An understanding of anniversary reactions is especially important for grievers who have suffered their loss a year or more ago. Even if we are not consciously aware of our emotions, our psychological clock will be extremely accurate. Significant days or events from the past will stir feelings which we may act out. For example, I worked with woman who every Spring found herself overwhelmed by uncontrollable bouts of crying. Her ability to concentrate at work suffered, and she became unproductive. Instead of going to work, she went to bars and randomly hooked up with men. After analyzing her reactions, we traced back her disorganization to the pain of her boyfriend's death at age 21. When she was able to express her feelings and recapture the intense pain she felt, she no longer needed to act out so much. Her anniversary reaction moderated to the point where she now has strong desires to blow off work, drink, and pick up men in the Spring, but she instead experiences her anger, sadness and other emotions. Thus she has a hard time, but she weathers the storm with no serious damage.
Anniversary reactions may take strange twists for even those who are aware. Another person who had moderated his reactions through expression and examination, had thought that the birthday of his dead brother would be no problem. The day passed with no special feelings, but then the day after he got a severe headache, which remained for several days until he figured out that he did in fact need to feel sad and had tried to avoid experiencing intense emotions. He had convinced himself that he was over anniversary reactions and in this way he used his knowledge defensively.
People who are grieving prior to the anniversary of their loved one's death or birthday or other significant occurrence, may have experienced a special time such as Christmas/Hannukah or Mother's Day without their relative. This may prove to evoke similar reactions as anniversaries.
It is normal to experience a wide range of feelings around any anniversary or special event such as Christmas/Hannukah.

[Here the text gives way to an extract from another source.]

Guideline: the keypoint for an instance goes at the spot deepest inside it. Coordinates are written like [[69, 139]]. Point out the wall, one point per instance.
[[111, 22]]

Often people become reflective, withdrawn, sad, irritated, or disorganized. Work or school performance may suffer for a short time, or even become unmanageable. But if the effort to ward off painful feelings is too successful, then the anniversary reaction may trigger excessive behaviors. Increased drinking, law-breaking, inability to concentrate, to work, or to focus one's efforts, serious withdrawal or regression or fragmentation, may be an indication of unprocessed grief. Another question is raised by the length of the reaction. Strong feelings for a short period before, during and/or after an anniversary are usual, but long periods connected to reactions are another symptom to watch for.